Hoje encontro o moleque e durante a cerveja ou vinho ele me explica alguma coisa que eu não sei e eu dou risada de algo que mais ninguém riu, entendo errado qualquer frase óbvia, pergunto da frieza dos homens, e ele estuda a fragilidade das mulheres, seus pequenos bibelôs de ferro. E às vezes eu penso que era isso que o mago queria, era exatamente isso que o mago sabia que a gente precisava encontrar.

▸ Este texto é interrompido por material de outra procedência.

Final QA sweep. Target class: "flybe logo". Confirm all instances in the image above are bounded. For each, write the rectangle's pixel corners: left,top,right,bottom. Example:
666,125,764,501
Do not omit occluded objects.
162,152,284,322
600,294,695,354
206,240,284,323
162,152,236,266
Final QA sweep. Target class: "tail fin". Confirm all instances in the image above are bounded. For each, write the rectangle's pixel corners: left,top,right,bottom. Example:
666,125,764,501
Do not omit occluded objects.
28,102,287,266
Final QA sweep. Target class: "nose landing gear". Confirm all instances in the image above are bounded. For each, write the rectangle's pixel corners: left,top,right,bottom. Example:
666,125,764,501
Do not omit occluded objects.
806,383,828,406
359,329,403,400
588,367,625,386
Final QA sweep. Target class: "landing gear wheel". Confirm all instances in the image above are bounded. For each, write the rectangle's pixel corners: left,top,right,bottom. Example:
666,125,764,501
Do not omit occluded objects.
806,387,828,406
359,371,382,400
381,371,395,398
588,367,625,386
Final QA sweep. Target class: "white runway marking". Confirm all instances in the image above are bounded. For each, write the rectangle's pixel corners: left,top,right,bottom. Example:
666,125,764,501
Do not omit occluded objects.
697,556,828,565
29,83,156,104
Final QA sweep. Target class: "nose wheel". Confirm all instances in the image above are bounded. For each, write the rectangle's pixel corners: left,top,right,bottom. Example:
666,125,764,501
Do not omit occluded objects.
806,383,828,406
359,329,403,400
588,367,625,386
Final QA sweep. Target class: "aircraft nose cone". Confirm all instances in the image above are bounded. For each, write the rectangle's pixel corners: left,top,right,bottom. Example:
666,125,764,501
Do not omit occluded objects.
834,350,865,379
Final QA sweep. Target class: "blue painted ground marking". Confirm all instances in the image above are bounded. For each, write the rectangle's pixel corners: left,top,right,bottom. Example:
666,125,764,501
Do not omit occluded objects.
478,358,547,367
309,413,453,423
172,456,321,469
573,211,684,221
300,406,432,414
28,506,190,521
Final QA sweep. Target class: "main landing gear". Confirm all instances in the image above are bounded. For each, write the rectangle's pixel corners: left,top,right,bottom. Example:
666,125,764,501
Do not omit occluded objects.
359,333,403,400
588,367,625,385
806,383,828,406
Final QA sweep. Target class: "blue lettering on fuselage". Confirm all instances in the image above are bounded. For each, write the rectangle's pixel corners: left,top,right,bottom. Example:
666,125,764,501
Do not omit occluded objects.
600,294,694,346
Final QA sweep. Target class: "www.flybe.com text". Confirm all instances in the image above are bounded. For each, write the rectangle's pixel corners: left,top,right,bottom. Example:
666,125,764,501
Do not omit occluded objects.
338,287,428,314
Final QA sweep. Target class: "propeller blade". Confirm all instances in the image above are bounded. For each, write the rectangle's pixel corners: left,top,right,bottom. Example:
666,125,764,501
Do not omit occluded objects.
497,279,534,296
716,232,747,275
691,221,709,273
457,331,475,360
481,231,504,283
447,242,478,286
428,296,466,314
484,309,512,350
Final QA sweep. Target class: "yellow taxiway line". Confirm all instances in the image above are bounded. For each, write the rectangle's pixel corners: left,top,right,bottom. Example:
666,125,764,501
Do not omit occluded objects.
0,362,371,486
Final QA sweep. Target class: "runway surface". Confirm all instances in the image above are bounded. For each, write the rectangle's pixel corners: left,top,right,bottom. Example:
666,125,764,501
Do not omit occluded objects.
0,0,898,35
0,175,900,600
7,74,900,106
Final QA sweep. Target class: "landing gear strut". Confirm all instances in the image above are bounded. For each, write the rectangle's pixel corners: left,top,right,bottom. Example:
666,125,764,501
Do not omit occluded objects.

quinta-feira, 9 de abril de 2009

Continho

Pensei no celular, com a bateria quase acabando. Mas pensei de um jeito diferente, de um jeito literário. Quando um pensamento vem de um jeito literário ele vem gostoso, vertiginoso, a imagem se forma de repente num canto diferente do cérebro e eu fico com medo de que ela suma sem que eu tenha tempo de ver tudo, mas também não posso olhar demais se não a nitidez estraga todo o prazer sombrio de alguma coisa que promete ser mais do que está sendo. Pensei na bateria que talvez fosse o motivo de eu estar voltando pra casa, os dois ou três dias de duração da bateria são a medida das minhas idas e vindas.
Pensei na minha mãe, querendo saber se hoje eu vinha dormir, se amanhã, se ontem, e pensei em mim pensando que devia ir pra casa senão ficaria sem celular todo o feriado. E essa idéia da mãe que sabe que a filha volta quando acaba a bateria flutuou cor pastel no fundo da cabeça e eu decidi que encaixaria no próximo Exercício, talvez ainda hoje.
A Mila costumava perceber quando o pensamento vinha literário na minha cabeça, qualquer coisa no meu olho que se perdia e um frio na barriga e talvez porque nela também viesse o pensamento ela fungava feito um cão farejando o ar e brincava que sentia cheiro de continho em volta de nós. Minhas melhores vertigens são quando a Mila de repente vira um pensamento literário no fundo da minha mente e eu tenho pouco tempo pra chegar em casa e digitar a Mila embaçada atrás da cabeça, na fumaça do cigarro.
Mas depois pensei que é que nem fazer cocô. Se me vem a inspiração não posso demorar, não posso pensar muito nisso, tenho de ir até o banheiro fingindo pra mim que não sei de nada, que nada está acontecendo. Vou chegando e me convencendo de que vai ficar tudo bem se não der certo, outra hora quem sabe, não foi dessa vez. Mas na verdade eu sei que fico carregando pesado no corpo todos os cocôs e todos os textos que não deram certo.
Vou me aproximando e a idéia que eu fingia pra mim que não existia e ao mesmo tempo não podia deixar sumir no túnel escuro infinito de mim pode dar certo e pode não dar. Meu pai diz que eu escrevo que nem ele faz cocô. Mas, pra mim, fazer cocô é incrivelmente difícil.